Ik kan niet zeggen dat ik, in m’n korte test van vijf ronden op een voor mij totaal onbekend circuit, de handelbaarheid van de Indian optimaal wist te exploiteren. Toch werd er mij één en ander duidelijk. In de eerste plaats inzake het chassis dat zich, zelfs met standaard banden en onder invloed van al dat vermogen én vooral koppel, naar alle kanten tracht te wringen. Ik was dan ook opgetogen dat er vlak voor m’n linkerknie een stuurdemper gemonteerd was. Dit is nu eenmaal geen motorfiets die ontworpen werd om er mee te racen. Het losse rijgedrag is nu éénmaal een van de aspecten die het Bagger-racen zo speciaal maakt en waardoor de klasse tot een publieksfavoriet is uitgegroeid. Deze motorfietsen racen écht zo moeilijk als ze lijken!

Ten tweede, ondanks het feit dat het voorwiel erg ver van je afstaat en insturen daardoor minder natuurlijk aan zou kunnen voelen, lukte het toch beter dan je zou denken van zo’n lange machine. Ik zou de term ‘beweeglijk’ op durven plakken, maar merkte toch dat de blinde links/rechts chicane in Chuckwalla vlot verteerd werd.

De zijkoffers van Tyler O'Hara's Indian Challenger moeten bij de duurste ter wereld zijn, want ze zijn volledig in koolstofvezel uitgevoerd!

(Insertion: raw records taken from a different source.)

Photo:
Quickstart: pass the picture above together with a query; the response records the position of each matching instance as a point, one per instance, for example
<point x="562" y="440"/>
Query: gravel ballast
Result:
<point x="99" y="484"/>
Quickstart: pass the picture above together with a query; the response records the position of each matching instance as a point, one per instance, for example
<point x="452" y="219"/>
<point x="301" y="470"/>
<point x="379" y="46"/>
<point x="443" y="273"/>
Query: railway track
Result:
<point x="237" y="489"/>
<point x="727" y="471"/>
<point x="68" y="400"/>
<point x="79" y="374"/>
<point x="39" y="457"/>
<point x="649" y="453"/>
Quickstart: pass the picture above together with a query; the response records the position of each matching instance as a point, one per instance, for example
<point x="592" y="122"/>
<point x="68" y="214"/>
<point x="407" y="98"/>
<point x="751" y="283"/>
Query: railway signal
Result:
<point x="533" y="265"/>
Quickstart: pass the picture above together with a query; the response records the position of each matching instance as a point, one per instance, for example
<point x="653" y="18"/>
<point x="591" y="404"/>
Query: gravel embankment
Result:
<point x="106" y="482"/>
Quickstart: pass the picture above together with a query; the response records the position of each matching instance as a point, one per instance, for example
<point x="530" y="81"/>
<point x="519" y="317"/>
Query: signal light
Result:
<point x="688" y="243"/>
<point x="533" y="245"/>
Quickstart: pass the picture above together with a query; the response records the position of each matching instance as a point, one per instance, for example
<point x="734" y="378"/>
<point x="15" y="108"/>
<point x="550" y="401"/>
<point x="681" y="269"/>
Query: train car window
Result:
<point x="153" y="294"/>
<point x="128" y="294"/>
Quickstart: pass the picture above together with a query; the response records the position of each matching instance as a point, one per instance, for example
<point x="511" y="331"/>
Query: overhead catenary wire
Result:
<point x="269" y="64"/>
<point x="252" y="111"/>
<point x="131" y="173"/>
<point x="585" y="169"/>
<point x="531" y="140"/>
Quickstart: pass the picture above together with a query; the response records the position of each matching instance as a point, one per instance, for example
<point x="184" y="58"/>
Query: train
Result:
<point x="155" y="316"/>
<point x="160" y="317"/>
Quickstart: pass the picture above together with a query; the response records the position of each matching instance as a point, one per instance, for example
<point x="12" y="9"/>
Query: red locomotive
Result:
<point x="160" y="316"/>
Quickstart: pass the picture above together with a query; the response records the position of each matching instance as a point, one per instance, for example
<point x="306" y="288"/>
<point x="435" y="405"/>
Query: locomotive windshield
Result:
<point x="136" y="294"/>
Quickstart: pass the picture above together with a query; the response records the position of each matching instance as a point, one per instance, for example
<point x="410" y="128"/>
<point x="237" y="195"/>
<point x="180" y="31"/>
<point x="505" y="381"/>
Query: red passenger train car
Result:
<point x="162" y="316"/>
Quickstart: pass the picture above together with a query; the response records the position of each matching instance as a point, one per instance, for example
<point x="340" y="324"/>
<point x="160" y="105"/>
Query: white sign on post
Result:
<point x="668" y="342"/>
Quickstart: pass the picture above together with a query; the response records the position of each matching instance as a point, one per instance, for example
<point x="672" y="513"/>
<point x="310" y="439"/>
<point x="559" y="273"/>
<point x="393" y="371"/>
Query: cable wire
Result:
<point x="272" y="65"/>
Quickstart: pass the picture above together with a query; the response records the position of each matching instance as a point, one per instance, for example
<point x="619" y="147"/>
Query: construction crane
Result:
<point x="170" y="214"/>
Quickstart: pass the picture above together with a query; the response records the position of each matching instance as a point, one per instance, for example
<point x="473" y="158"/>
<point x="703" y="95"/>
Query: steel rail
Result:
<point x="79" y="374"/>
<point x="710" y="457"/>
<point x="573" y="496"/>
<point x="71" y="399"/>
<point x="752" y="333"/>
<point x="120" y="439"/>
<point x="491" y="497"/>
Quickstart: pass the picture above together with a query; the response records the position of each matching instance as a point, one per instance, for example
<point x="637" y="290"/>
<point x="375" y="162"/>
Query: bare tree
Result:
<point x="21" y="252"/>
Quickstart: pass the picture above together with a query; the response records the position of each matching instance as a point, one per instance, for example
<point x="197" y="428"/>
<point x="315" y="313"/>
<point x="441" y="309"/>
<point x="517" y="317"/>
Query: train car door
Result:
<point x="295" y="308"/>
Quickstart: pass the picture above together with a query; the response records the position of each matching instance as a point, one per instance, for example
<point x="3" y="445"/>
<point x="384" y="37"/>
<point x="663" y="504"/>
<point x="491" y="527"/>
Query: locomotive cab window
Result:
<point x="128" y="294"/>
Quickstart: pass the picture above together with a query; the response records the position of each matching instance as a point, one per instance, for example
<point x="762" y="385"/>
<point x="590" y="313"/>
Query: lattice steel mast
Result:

Ook goed remmen is iets wat je niet onmiddellijk verwacht van een machine die zo zwaar is als de Indian SuperBagger. De combinatie van Alpha Racing remschijven en radiaal gemonteerde Brembo Stylema 4P remklauwen vertraagden deze haast monolithische motorfiets onverwacht goed. Maar alleen, als je a) ook de achterrem gebruikte en c) niet probeerde om de bocht remmend op de ideale rijlijn in te gaan. Dat laatste heeft de Challenger helemaal niet graag en dan begin hij te kwispelen van zodra je op de ideale rijlijn mikt.

In racetrim krijgt de Challenger wel een powershifter en slipperkoppeling, maar blijft het schakelpatroon van de zesbak ongewijzigd.

Tijdens de vijf ronden die met deze Indian reed, vroeg hij steeds meer van me. Sommige vragen wist ik te beantwoorden, anderen dan weer niet. Ik hoop dat ik nog een kans krijg om deze bijzondere motorfiets beter te leren kennnen. Maar één ding staat nu al vast: iedereen die met één van dit soort motorfietsen rijdt, zij het nu Harley of Indian, is een absolute held. De moed en stuurmanskunst die het vergt om op één van deze machines naar het podium te rijden, kan niet genoeg benadrukt worden. Respect!